The real projective plane $\mathbb{R}P^2$ is a 2-dimensional closed non-orientable manifold, which is a quotient of $S^2\subseteq\mathbb{R}^3$ by the equivalence relation $x\sim -x$. We write its points $[x,y,z]=[-x,-y,-z]$, where $(x,y,z)\in S^2$.

There are equivalent definitions of the degree of a map $f:\mathbb{R}P^2\rightarrow S^2$. The first takes the mod 2 fundamental class $[\mathbb{R}P^2]\in H_2(\mathbb{R}P^2;\mathbb{Z}_2)\cong\mathbb{Z}_2$ and studies its image $f_*[\mathbb{R}P^2]\in H_2(S^2;\mathbb{Z}_2)\cong\mathbb{Z}_2$. From this definition it is clear that the trivial map $\ast:\mathbb{R}P^2\rightarrow S^2$ has mod 2 degree 0.

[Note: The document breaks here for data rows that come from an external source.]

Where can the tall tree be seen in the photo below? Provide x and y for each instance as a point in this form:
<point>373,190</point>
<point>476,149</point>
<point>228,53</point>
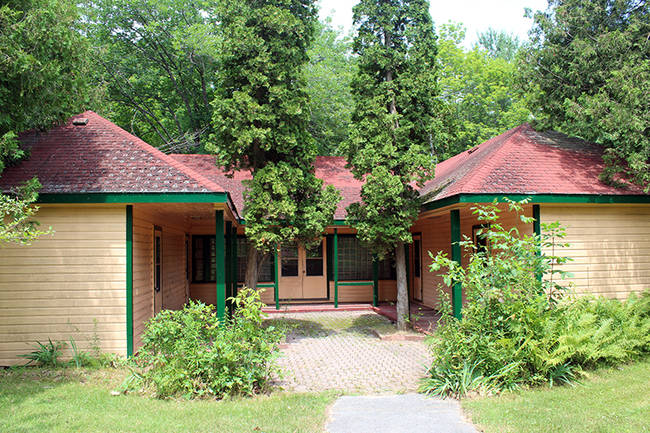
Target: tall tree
<point>261,124</point>
<point>43,70</point>
<point>156,59</point>
<point>587,73</point>
<point>328,75</point>
<point>395,123</point>
<point>499,44</point>
<point>479,85</point>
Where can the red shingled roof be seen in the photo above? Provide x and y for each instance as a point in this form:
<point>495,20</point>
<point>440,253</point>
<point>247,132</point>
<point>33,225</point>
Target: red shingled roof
<point>524,161</point>
<point>329,168</point>
<point>100,157</point>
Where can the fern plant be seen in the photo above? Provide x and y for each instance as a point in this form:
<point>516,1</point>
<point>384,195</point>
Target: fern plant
<point>46,355</point>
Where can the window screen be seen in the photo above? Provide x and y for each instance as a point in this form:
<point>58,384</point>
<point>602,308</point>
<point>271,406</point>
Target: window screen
<point>266,272</point>
<point>355,261</point>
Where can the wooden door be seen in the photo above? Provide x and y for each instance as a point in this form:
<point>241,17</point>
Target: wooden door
<point>290,281</point>
<point>314,283</point>
<point>416,267</point>
<point>157,270</point>
<point>303,273</point>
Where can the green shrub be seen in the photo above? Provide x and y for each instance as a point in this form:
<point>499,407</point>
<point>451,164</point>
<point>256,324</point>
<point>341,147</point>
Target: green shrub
<point>517,326</point>
<point>46,355</point>
<point>191,353</point>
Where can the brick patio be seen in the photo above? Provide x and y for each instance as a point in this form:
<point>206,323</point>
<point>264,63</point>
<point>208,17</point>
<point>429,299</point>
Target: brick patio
<point>339,352</point>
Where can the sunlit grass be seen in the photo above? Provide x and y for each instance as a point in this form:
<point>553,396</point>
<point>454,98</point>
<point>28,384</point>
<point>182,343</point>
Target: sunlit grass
<point>608,400</point>
<point>69,400</point>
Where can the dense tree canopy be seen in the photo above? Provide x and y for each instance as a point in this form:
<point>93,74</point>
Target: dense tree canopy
<point>328,75</point>
<point>261,122</point>
<point>587,73</point>
<point>43,79</point>
<point>395,125</point>
<point>156,60</point>
<point>479,85</point>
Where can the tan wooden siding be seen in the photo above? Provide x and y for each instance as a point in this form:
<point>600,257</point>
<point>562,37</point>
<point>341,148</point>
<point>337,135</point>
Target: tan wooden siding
<point>71,284</point>
<point>436,237</point>
<point>609,245</point>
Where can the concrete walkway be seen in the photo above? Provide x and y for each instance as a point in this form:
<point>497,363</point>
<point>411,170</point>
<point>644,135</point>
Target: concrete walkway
<point>406,413</point>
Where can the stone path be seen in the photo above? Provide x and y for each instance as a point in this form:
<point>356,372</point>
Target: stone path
<point>342,351</point>
<point>407,413</point>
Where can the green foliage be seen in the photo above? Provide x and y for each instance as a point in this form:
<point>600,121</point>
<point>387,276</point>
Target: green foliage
<point>16,215</point>
<point>328,76</point>
<point>43,69</point>
<point>396,123</point>
<point>191,353</point>
<point>587,73</point>
<point>46,355</point>
<point>285,203</point>
<point>80,358</point>
<point>519,329</point>
<point>479,85</point>
<point>156,59</point>
<point>261,123</point>
<point>499,44</point>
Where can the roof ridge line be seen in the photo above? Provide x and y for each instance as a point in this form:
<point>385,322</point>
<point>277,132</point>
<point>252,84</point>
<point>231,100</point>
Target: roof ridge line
<point>508,134</point>
<point>206,183</point>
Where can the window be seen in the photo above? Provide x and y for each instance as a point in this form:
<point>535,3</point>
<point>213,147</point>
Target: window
<point>314,261</point>
<point>416,258</point>
<point>204,260</point>
<point>355,261</point>
<point>480,239</point>
<point>387,269</point>
<point>266,273</point>
<point>289,260</point>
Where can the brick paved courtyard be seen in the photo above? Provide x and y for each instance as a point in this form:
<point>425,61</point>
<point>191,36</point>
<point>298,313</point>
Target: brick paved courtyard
<point>342,351</point>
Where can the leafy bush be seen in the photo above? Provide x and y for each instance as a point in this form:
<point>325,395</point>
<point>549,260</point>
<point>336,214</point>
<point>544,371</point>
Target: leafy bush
<point>518,327</point>
<point>191,353</point>
<point>46,355</point>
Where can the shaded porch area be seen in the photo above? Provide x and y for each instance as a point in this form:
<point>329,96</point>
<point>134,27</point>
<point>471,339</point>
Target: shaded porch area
<point>424,319</point>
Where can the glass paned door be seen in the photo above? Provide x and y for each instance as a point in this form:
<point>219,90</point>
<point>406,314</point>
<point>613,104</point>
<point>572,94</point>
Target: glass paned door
<point>302,272</point>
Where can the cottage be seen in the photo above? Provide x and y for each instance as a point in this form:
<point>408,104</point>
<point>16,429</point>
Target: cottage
<point>136,231</point>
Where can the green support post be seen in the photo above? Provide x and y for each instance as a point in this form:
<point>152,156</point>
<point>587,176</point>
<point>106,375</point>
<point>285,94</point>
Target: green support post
<point>221,264</point>
<point>336,268</point>
<point>233,262</point>
<point>457,290</point>
<point>537,228</point>
<point>276,276</point>
<point>129,280</point>
<point>375,282</point>
<point>228,234</point>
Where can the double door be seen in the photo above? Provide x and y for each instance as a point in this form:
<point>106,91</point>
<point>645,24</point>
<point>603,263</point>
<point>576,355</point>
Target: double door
<point>302,273</point>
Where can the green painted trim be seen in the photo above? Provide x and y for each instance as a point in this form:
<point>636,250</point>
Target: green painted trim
<point>276,291</point>
<point>457,290</point>
<point>355,283</point>
<point>537,227</point>
<point>129,281</point>
<point>154,197</point>
<point>336,268</point>
<point>375,282</point>
<point>538,198</point>
<point>220,258</point>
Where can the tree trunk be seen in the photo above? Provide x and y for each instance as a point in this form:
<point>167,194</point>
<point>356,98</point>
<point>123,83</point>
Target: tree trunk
<point>402,307</point>
<point>252,270</point>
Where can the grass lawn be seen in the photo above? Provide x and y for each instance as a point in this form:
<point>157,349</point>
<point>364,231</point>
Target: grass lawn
<point>65,400</point>
<point>608,400</point>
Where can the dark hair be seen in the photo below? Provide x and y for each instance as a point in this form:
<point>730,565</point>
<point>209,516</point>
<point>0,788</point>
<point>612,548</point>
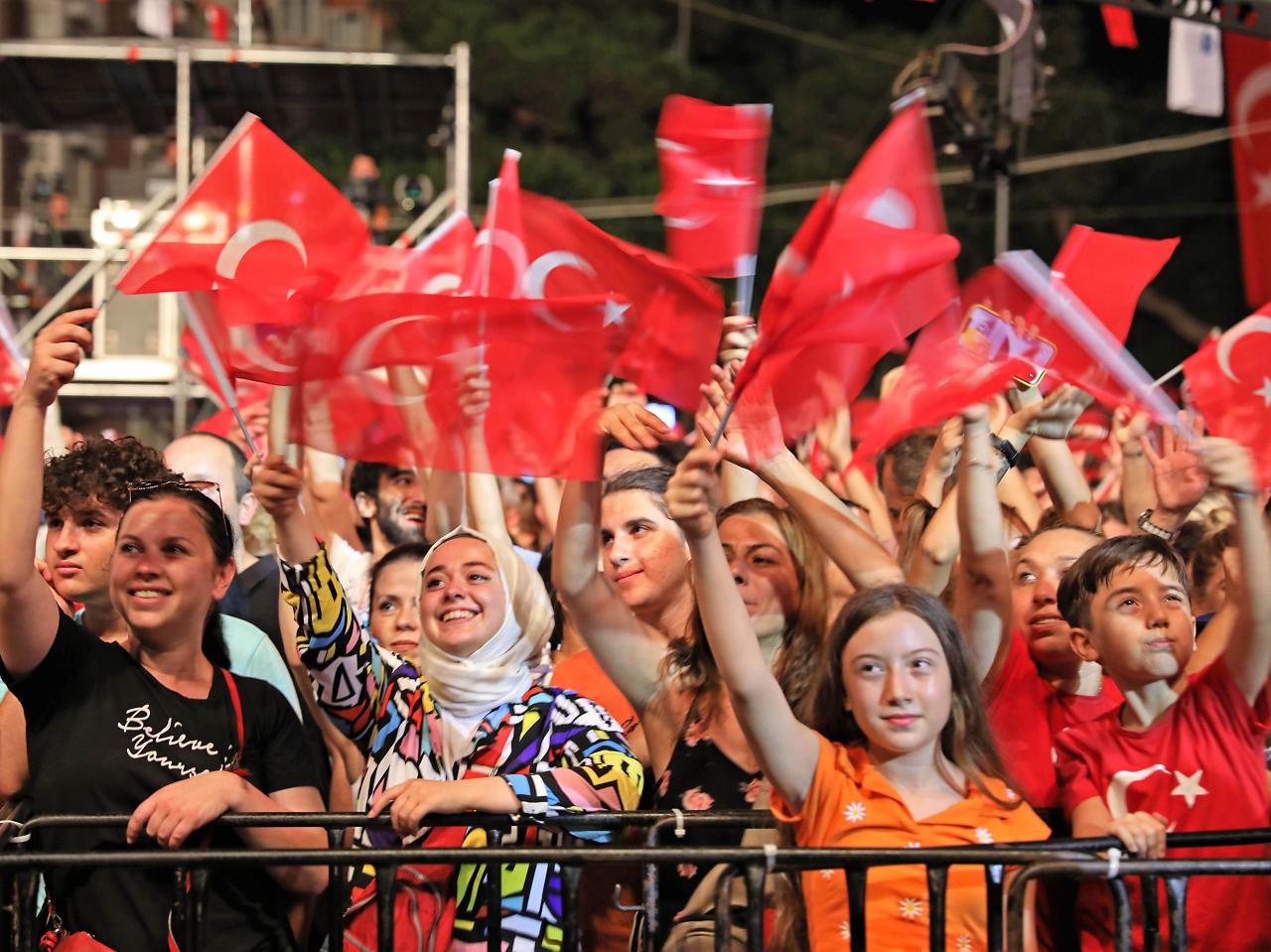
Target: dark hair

The second definition takes a smooth representative for the homotopy class of $f:\mathbb{R}P^2\rightarrow S^2$, finds a regular value $p\in S^2$ for it, and sets $deg_2(f)=|f^{-1}(p)|\mod 2$. The preimage $f^{-1}(p)$ should be a finite set, so this makes sense.

Now we will calculate $deg_2(q)$, the degree of the pinch map. Recall that the subspace $\{[x,y,0]\}\subseteq \mathbb{R}P^2$ is exactly $\mathbb{R}P^1\cong S^1$. Hence $q$ sends all of this subspace to the basepoint of $S^2$. This is handy, because we have a chart $\phi:U\rightarrow \mathbb{R}^2$ defined over $U=\{[x,y,z]\mid z\ne0\}$ by

$$\phi[x,y,z]=(x/z,y/z).$$

Viewing $S^2$ as the 1-point compactification of $\mathbb{R}^2$ by using stereographic projection, this chart gives the pinch map

$$q[x,y,z]=\begin{cases}(x/z,y/z)\in S^2&z\neq 0\\\infty&z=0 \end{cases}$$

This is clearly smooth, and you can verify that any point away from $\infty$ is regular. In particular, the point $(0,0)\in S^2\cong (\mathbb{R}^2)^+$ is regular. hence

$$deg_2(q)=|q^{-1}(0,0)|=|\{[0,0,1]\}|=1$$

It follows that $\deg_2(q)=1\neq0=deg_2(\ast)$, and therefore that $q$ is homotopically non-trivial.

Returning to the first definition, we see that this is in line with Lord Shark's hint, for $q_*[\mathbb{R}P^2]=1\cdot[S^2]\in H_2(S^2;\mathbb{Z}_2)$.